Three Things to Never Do When Using AI in Research

As artificial intelligence becomes increasingly integrated into academic life, educators face the important responsibility of guiding students toward ethical and effective use. While AI can be a valuable aid in certain aspects of research, there are some areas where researchers should never use it.
For high school students in particular, misusing AI may not only compromise the quality of their research paper but also jeopardize their credibility as emerging scholars.
This blog addresses three high-stakes areas: image generation, data analysis, and literature reviews, where AI should not be relied upon.
By exploring these limitations, educators can better prepare students to navigate the boundaries of responsible AI use and preserve the integrity of the research process.
AI-Generated Images in Research
Springer, Science, and many other journals generally forbid the use of AI-generated images in research publications. Their reasons for this are not just stylistic but connected to the values of science itself: transparency, reproducibility, and trust.
In the context of AI in high school research, this restriction is especially important. AI-generated images cannot be verified in the same way that photographs, microscopy images, or raw data visualizations can.
For example, if a figure in a research paper is created using AI, there is no guarantee that the image is a true and faithful representation of the result.

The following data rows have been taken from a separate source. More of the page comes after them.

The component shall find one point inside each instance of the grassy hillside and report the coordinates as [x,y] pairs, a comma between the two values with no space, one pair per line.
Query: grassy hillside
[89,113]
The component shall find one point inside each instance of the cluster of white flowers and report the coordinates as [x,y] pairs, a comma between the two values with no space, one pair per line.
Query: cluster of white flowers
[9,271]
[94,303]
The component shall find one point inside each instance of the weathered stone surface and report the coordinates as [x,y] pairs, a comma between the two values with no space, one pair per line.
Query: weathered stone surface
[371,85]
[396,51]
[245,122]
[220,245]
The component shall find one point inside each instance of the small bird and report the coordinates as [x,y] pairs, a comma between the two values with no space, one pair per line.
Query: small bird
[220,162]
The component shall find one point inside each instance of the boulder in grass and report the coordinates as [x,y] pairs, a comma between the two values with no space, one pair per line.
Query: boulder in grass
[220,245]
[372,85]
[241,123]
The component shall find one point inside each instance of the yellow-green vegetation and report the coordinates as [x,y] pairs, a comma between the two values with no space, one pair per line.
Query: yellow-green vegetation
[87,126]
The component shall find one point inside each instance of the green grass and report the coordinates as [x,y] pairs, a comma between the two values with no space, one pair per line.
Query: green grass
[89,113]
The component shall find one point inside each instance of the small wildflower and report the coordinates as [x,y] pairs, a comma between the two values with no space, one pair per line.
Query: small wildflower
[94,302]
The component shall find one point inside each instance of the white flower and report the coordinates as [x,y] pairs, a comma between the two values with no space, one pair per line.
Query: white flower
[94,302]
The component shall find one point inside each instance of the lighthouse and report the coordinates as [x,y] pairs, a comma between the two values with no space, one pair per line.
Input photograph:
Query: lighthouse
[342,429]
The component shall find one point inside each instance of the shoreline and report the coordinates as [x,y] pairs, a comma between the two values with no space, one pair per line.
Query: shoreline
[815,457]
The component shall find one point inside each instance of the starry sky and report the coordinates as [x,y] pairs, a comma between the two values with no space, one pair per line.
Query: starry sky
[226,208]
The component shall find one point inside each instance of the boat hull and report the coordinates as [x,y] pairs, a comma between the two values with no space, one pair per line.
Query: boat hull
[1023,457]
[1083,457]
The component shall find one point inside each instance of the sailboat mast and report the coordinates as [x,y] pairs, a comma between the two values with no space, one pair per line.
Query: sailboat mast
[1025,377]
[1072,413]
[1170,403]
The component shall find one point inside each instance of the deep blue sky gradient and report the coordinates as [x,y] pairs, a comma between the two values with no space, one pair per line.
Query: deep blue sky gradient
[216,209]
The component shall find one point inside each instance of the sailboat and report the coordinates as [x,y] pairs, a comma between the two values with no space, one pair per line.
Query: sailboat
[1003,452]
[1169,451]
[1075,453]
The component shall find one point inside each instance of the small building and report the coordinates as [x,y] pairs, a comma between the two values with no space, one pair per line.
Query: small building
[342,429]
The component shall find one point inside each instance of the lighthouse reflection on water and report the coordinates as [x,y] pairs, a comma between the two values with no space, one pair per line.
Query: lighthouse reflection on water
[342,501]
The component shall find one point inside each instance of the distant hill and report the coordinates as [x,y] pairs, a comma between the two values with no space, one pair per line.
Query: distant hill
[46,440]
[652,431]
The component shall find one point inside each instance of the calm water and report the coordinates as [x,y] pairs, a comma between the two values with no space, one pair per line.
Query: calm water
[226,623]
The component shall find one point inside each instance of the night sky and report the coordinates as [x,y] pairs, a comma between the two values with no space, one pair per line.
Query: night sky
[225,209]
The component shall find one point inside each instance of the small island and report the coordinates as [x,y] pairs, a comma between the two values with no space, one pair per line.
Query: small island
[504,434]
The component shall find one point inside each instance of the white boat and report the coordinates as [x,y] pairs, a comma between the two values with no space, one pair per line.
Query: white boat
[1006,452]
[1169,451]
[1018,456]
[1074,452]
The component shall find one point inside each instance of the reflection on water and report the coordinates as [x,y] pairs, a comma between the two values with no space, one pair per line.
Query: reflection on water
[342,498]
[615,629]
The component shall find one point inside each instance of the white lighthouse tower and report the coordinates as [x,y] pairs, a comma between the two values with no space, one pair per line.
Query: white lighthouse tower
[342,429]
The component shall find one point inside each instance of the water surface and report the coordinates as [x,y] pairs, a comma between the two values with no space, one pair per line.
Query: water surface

The AI may have "filled in the gaps" or generated information that wasn't observed in the original data.
At the time, researchers are gathering and analyzing data, they are unlikely to know which journal they will submit their work to.
It is simply best to never use AI to generate an image that they anticipate using in their research paper.
AI for Data Analysis
Using AI to analyze data is a possible ethical violation. Nearly all research is registered or registered and approved before any data is gathered. Registration and approval include divulging exactly how the data was going to be analyzed, including what statistical tests and which variables will be used.
Should data be submitted to AI, the computer may not use the analysis approach that was registered and for which approval was obtained. This could invalidate the entire research effort. Years of work could be rendered useless.
Using AI to analyze the data is particularly dangerous for statistical analyze of data.
There is a great risk that the AI will generate a statistical test that provides the answer that a researcher wishes to hear, but the test is inappropriately applied, inappropriately selected, or fictitious. Even small errors in prompts can lead to wildly varying and incorrect statistical analyses from AI.
Even if the AI does a great job analyzing the data and understanding what the researcher wants, the researcher will have no way of knowing how many statistical tests were performed before presenting the results. So, they will not be able to appropriately apply the Bonferroni correction to arrive at a p-value—an AI version of p-hacking. This problem currently has no solution. Just don't do it.
AI and the Literature Review
Everyone's research starts with a question and a literature review. It is not possible to know that research is novel without knowing that it is different from everyone else's (indeed, that is the definition of novel). And students can't know that their work is different from everyone else's without knowing everyone else's work. This is the job of the literature review.
However, opinions are strongly mixed on the value of AI for the literature review. In a recent set of interviews by Chubb et al (2022), about half of the respondents felt that using AI was essential to quickly complete a literature review, and about half found it was too risky.
While the AI will dutifully generate a literature review when asked, AI frequently or always manifests these problems:
- misses critical literature
- misinterprets the literature that it finds
- invents literature
A high school student who submits a research paper containing fabricated or misrepresented sources risks serious academic consequences and even being removed from the lab.
AI models can be used to start a literature review, but the amount of time saved using this approach is questionable.
For novices, like high school students, where the temptation is great to trust the AI-generated literature, the risks are too high.
Students should not use AI to generate literature reviews or to find relevant literature.
Another potentially important point from Chubb's survey is that most researchers found the creation of the literature review to be central to the definition of what a researcher is—something they did not want to give up.
Sifting through the literature to find where there are gaps, in other words, creating great questions, was just too important to their identity as excellent scientists. This also implies that the AI was not sufficiently creative to rely upon.
One of the central uses of AI for young researchers might be evaluating if a paper is relevant to their research question. No one surveyed by Chubb felt comfortable allowing the AI to decide whether a research question was covered in a given piece of literature or a body of literature as a whole. So, finding potentially relevant papers was seen as possible, but evaluating them for impact on a proposed question was not.
As an example, a paper by Mostafapour et al (2024) created a study to compare human and AI-written literature reviews. The study found that although GPT-4 generated results were faster and contained an impressive breadth of content, the reviews written by AI were also inconsistent and often contained irrelevant information, especially if asked to generate a specific number of factors. Human-generated literature reviews, on the other hand, were transparent, consistent, and accurate.
Conclusion
The growing accessibility of AI tools has created new opportunities for student researchers, but it has also blurred the line between helpful assistance and unacceptable shortcuts. As this discussion highlights, relying on AI for generating images, conducting data analyses, or drafting literature reviews can undermine the validity of a project and, in some cases, constitute ethical violations.
For teachers and counselors, the main challenge is helping high school students understand not only when AI can be helpful but also when it should not be used at all. Guiding students to think carefully about their data, reading materials, and research methods helps them build important research skills that AI can never replace.